J Cell Biol. 2008 May 5;181(3):439-46. doi: 10.1083/jcb.200710196.
Integrin activation is essential for dynamically linking the extracellular environment and cytoskeletal/signaling networks. Activation is controlled by integrins' short cytoplasmic tails (CTs). It is widely accepted that the head domain of talin (talin-H) can mediate integrin activation by binding to two sites in integrin beta's CT; in integrin beta(3) this is an NPLY(747) motif and the membrane-proximal region. Here, we show that the C-terminal region of integrin beta(3) CT, composed of a conserved TS(752)T region and NITY(759) motif, supports integrin activation by binding to a cytosolic binding partner, kindlin-2, a widely distributed PTB domain protein. Co-transfection of kindlin-2 with talin-H results in a synergistic enhancement of integrin alpha(IIb)beta(3) activation. Furthermore, siRNA knockdown of endogenous kindlin-2 impairs talin-induced alpha(IIb)beta(3) activation in transfected CHO cells and blunts alpha(v)beta(3)-mediated adhesion and migration of endothelial cells. Our results thus identify kindlin-2 as a novel regulator of integrin activation; it functions as a coactivator.
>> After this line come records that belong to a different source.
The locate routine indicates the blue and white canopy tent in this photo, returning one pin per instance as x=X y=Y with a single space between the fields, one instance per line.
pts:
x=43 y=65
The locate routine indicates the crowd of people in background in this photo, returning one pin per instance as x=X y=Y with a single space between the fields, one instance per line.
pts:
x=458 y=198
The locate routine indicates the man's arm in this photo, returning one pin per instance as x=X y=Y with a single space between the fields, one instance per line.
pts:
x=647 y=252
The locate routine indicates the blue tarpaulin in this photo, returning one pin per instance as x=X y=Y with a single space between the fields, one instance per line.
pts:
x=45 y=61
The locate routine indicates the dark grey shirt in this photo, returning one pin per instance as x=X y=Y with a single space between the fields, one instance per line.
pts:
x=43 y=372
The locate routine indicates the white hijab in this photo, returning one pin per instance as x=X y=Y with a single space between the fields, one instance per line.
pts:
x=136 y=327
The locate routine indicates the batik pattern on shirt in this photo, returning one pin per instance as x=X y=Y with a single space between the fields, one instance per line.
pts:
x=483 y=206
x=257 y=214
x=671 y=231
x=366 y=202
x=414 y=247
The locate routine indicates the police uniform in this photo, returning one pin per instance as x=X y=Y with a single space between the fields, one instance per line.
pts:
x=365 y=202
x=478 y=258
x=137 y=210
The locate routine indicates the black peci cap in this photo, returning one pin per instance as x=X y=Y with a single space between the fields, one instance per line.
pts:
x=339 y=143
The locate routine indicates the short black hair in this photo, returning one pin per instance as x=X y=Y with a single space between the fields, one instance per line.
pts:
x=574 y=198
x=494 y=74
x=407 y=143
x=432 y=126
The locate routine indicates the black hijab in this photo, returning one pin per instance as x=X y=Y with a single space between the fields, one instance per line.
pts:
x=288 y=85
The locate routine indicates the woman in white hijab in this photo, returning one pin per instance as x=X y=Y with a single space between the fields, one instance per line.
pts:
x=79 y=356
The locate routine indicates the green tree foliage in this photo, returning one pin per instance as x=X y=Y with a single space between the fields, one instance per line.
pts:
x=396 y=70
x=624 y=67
整合素激活对于动态连接细胞外环境与细胞骨架/信号网络至关重要。激活过程由整合素的短细胞质尾巴(CTs)控制。人们普遍认为,踝蛋白头部结构域(talin-H)可通过与整合素β亚基CT中的两个位点结合来介导整合素激活;在整合素β3中,这两个位点是NPLY(747)基序和膜近端区域。在此,我们表明整合素β3 CT的C末端区域,由保守的TS(752)T区域和NITY(759)基序组成,通过与一种胞质结合伴侣——黏着斑蛋白2(一种广泛分布的PTB结构域蛋白)结合来支持整合素激活。黏着斑蛋白2与talin-H共转染会导致整合素α(IIb)β3激活的协同增强。此外,对内源性黏着斑蛋白2进行小干扰RNA敲低会损害转染的CHO细胞中踝蛋白诱导的α(IIb)β3激活,并减弱α(v)β3介导的内皮细胞黏附和迁移。因此,我们的结果确定黏着斑蛋白2是整合素激活的一种新型调节因子;它作为一种共激活因子发挥作用。